Law enforcement officers in this area have been unable to locate any trace of three men who escaped from the Walla Walla state penitentiary sometime Thursday evening, and now are convinced that the trio left the Rieth area on a freight train. Curtis Bacon, Oregon state police sergeant here, reported a man at Rieth notified officers at 11 p.m. Friday that he saw three men in a coal car on a westbound Union Pacific freight about 9:30 a.m. His description of their clothing pretty well corresponded with articles they were known to have been wearing. The man did not realize there was a search under way for three escapees until last night.

25 Years Ago

From the East Oregonian

Aug. 12, 1987

When family closeness includes a near-perfect genetic match between siblings, it can mean the difference between life and death. Gale Marshall, 47, of Pendleton is close in age to his brother, Air Force Lt.

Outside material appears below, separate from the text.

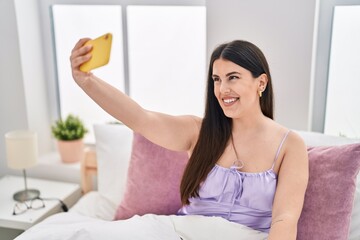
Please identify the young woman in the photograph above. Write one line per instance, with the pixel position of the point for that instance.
(243, 167)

Col. Terry Marshall, 45, of San Antonio, Texas, and to his sister, Eilene Curtiss, 46, of Portland. When Terry was diagnosed as having chronic myelogenous leukemia in June, Gale soon discovered that he and Eilene were near-perfect matches as potential bone marrow donors for their brother. There was never any question in Gale’s mind about his willingness to donate bone marrow to his brother. It’s a painful procedure that involves removing marrow from the donor’s hip bone with a syringe — about 200 times. “I don’t think I’d want to do it again. But as long as there’s a remote chance of making it, you’ve got to take that chance,” he said. The transplant took place July 24. Terry Marshall, his blood count approaching normal, is scheduled to go home this week.